It’s somewhat refreshing from time to time to read a book that doesn’t involve so much of a social leap as to be slightly ridiculous. Like, to be clear–a duke is essentially the highest form of peerage there is, second to actual in-line-to-the-throne people, and for some reason there are literal hundreds of them falling in love with tailors and servants and childhood friends left and right.
In this case, Gabriel is an essential orphan who grew up in the poorhouse and has made a fortune out of ruining nobility. We’re meant to see that as evidence of his dastardly ways, but seriously if you’re in debt because the idea of working is abhorrent to you perhaps you do not deserve the title and lands given to you by happenstance of your birth?
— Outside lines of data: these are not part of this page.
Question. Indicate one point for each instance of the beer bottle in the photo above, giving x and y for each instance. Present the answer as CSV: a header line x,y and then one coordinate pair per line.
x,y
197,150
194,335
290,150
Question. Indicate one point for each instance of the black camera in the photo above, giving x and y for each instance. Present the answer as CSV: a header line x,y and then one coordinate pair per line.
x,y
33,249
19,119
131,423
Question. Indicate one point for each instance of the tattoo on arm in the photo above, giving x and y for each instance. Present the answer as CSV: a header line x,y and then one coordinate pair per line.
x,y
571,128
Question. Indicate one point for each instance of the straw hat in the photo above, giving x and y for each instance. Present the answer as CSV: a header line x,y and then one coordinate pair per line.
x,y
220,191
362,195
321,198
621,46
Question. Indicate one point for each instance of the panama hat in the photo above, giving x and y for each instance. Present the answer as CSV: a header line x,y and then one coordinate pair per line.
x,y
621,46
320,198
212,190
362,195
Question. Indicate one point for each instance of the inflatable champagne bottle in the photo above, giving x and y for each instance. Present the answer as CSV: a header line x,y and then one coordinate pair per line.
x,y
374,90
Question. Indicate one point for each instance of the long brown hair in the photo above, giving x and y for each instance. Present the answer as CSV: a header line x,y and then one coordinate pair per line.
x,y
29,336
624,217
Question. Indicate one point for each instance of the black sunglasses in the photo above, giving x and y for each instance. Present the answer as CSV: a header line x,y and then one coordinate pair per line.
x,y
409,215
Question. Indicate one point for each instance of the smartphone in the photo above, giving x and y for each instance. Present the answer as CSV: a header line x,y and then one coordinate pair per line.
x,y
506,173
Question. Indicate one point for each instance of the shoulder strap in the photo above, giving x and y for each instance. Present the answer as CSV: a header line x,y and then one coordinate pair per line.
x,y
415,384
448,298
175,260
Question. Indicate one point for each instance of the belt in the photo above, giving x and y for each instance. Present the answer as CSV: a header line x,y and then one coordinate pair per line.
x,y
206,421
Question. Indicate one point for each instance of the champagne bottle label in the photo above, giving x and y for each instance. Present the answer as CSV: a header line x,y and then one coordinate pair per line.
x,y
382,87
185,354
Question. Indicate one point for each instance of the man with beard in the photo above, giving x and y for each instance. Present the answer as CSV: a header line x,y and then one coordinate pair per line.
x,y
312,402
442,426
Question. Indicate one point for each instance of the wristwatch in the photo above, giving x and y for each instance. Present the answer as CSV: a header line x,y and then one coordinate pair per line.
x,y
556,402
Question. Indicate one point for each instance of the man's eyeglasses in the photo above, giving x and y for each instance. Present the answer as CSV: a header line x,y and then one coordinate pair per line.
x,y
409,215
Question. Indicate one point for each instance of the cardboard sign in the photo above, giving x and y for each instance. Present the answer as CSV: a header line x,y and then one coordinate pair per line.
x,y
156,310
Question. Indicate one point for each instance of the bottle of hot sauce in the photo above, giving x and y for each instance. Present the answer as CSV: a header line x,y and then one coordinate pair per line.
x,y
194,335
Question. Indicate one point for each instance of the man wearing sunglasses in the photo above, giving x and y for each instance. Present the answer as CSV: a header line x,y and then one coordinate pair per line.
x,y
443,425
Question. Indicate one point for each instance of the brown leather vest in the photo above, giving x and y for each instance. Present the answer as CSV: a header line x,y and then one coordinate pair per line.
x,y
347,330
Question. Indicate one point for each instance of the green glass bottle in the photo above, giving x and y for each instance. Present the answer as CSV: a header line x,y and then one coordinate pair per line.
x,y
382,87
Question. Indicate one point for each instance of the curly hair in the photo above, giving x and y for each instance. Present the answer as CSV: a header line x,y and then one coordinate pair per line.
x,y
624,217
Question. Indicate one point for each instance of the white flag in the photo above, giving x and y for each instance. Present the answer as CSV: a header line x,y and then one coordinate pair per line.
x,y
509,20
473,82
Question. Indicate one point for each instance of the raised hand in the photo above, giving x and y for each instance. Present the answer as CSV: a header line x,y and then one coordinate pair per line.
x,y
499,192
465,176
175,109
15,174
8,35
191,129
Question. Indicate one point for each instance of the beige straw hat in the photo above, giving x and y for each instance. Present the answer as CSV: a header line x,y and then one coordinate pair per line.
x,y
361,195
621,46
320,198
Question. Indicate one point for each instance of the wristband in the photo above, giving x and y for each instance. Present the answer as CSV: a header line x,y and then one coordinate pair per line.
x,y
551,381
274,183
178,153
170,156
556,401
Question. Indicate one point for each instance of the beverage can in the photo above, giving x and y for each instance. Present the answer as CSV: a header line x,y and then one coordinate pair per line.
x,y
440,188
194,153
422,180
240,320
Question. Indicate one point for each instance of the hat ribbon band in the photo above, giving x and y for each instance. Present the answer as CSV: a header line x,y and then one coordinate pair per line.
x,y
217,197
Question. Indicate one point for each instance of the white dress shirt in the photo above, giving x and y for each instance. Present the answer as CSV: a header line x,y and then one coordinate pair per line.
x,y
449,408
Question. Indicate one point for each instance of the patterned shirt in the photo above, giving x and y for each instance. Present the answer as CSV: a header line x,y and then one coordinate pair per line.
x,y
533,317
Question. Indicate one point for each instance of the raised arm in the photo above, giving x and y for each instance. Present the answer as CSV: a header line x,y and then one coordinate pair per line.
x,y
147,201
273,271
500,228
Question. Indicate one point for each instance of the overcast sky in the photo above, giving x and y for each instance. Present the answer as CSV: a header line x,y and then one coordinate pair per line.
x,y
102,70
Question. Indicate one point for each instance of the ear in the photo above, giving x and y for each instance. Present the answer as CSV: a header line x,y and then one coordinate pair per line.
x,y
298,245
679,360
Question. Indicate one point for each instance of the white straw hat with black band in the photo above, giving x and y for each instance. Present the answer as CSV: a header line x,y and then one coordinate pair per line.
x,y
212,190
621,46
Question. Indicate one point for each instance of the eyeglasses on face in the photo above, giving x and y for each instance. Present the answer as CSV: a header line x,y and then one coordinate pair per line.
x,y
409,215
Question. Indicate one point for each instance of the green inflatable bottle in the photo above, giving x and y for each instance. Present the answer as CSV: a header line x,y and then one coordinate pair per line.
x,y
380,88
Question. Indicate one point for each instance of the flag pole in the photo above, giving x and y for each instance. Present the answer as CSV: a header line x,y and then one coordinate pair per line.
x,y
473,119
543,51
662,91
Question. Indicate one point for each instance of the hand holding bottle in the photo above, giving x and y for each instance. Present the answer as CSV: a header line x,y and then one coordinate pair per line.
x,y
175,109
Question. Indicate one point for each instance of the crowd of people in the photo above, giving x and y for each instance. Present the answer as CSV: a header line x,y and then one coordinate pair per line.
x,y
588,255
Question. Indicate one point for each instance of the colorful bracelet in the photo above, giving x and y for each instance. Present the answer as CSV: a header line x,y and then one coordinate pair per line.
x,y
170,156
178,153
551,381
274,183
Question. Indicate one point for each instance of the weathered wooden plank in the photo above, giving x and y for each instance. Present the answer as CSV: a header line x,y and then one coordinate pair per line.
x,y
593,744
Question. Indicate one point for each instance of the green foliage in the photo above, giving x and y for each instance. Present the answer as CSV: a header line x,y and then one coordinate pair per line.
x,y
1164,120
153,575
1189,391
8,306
Besides, he’s our main lead so you know he can’t be all that bad.
Lady Penelope is in that vein of “hoarder of small lost things,” in this case via her veritable menagerie of animals that she keeps in her animal sanctuary of a home. Yadda yadda yadda, if she doesn’t get rid of them something, something else Gabriel must help. And also they want to bone.
Your mileage with this book will essentially vary with your tolerance for quirk. Penelope is a lot of quirk–she makes utterly inedible vegetarian substitutes for meat as a result of her animal husbandry–but in her usual anachronistic way, Dare has given her so much autonomy and independence (not a single chaperone is to be seen in this entire book) that it comes off as eccentricity as opposed to…well, wallflowerism, to be honest. I don’t think I would have had as much patience if Penelope had been this friendless, dithering lady with an interest in animals.
As it were, the book gives Penelope every avenue to be her own true self but better, and forces Gabriel to show up and prove himself worthy of Penelope just as she is. Hence, rounding up to four stars!